The serene natural surroundings soon caught the eyes of wealthy vacationers from downstate, turning Farmer into a sought-after vacation destination.
"You have a lot of people that were building these big, expensive, very nice, very pleasant summer homes,” said Bassette Nelson.
The luxury homes springing up painted an impressive scene for the visitors as they rolled into town, but it's what they heard aboard the train that left a little something to be desired.
"The conductor would be saying all out for Farmer and that was not necessarily what some people wanted,” said Bassette Nelson.
The less-than cosmopolitan name fell flat to big-city ears.
"The name Farmer was too rural,” said Bassette Nelson.
So some influential families took their cause to a higher power; the Lehigh Valley Railroad.
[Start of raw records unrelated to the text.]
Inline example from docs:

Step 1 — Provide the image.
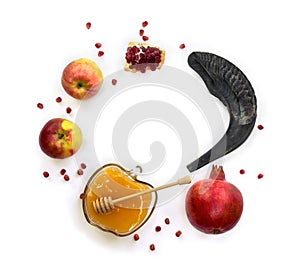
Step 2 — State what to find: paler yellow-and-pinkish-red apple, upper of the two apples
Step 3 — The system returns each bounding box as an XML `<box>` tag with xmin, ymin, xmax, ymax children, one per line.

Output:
<box><xmin>61</xmin><ymin>58</ymin><xmax>103</xmax><ymax>100</ymax></box>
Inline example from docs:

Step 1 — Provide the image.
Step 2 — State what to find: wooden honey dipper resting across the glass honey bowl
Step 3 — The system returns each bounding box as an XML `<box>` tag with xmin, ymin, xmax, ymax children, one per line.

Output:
<box><xmin>93</xmin><ymin>176</ymin><xmax>191</xmax><ymax>214</ymax></box>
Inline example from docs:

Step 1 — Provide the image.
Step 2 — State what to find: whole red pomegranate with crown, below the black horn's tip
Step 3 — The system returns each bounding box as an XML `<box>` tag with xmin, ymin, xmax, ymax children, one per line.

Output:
<box><xmin>185</xmin><ymin>166</ymin><xmax>243</xmax><ymax>234</ymax></box>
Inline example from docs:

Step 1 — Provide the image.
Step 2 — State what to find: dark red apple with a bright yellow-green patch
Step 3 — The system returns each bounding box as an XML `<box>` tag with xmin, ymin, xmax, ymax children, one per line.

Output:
<box><xmin>39</xmin><ymin>118</ymin><xmax>82</xmax><ymax>159</ymax></box>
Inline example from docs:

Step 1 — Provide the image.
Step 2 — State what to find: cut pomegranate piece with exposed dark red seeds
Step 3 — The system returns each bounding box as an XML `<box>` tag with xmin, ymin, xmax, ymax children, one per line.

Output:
<box><xmin>125</xmin><ymin>42</ymin><xmax>165</xmax><ymax>73</ymax></box>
"You took the train to get someplace. Everybody didn't have cars and were really at that point just changing over from horse, buggy, train to more automobiles,” said Bassette Nelson.
The railroad company agreed to build a brand new depot, if the Farmer citizens would change the name, and sponsored a contest.
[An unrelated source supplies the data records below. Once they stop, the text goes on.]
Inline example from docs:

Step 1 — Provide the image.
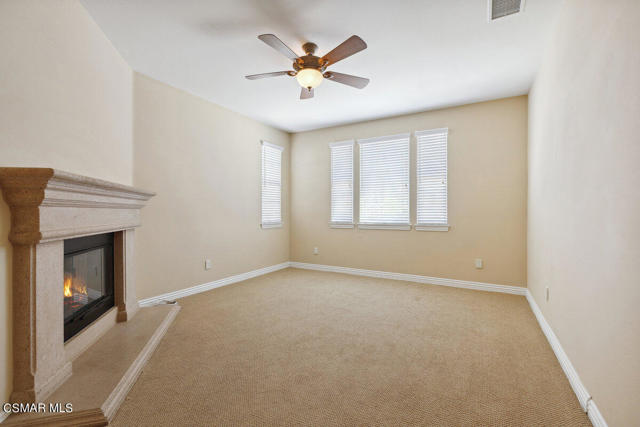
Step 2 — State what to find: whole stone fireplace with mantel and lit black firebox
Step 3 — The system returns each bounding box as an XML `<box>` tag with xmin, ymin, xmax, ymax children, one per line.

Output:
<box><xmin>0</xmin><ymin>168</ymin><xmax>153</xmax><ymax>407</ymax></box>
"The winning entry was Interlaken, by a school teacher at the Farmer high school. She had been in Europe, as we understand it, the summer before and visited that wonderful summer traveling place Interlaken, Switzerland,” said Bassette Nelson.
The lush green haven situated between two lakes reminded her of home. In 1904, the name was officially changed and the new train depot soon followed.
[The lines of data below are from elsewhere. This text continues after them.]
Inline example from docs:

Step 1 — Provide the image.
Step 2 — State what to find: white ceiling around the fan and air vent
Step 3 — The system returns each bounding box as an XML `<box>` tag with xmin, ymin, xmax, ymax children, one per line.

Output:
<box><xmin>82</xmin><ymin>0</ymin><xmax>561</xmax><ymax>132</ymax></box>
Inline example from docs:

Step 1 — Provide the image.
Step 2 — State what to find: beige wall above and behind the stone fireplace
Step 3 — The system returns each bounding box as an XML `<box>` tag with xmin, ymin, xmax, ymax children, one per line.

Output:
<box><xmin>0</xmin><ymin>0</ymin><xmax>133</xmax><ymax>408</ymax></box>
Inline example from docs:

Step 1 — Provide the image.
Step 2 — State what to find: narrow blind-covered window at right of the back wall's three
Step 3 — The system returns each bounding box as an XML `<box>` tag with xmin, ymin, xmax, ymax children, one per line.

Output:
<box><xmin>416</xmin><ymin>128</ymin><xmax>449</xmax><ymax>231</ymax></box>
"The Lehigh Valley Railroad ran through here as a passenger train until the late 1950s and you could get on the train and go to New York City. A lot of people did,” said Bassette Nelson.
The popularity of automobiles eventually made the train obsolete, and an empty lot is all that remains where the celebrated depot used to be, but evidence of the railroad's influence on the town will always remain in the name.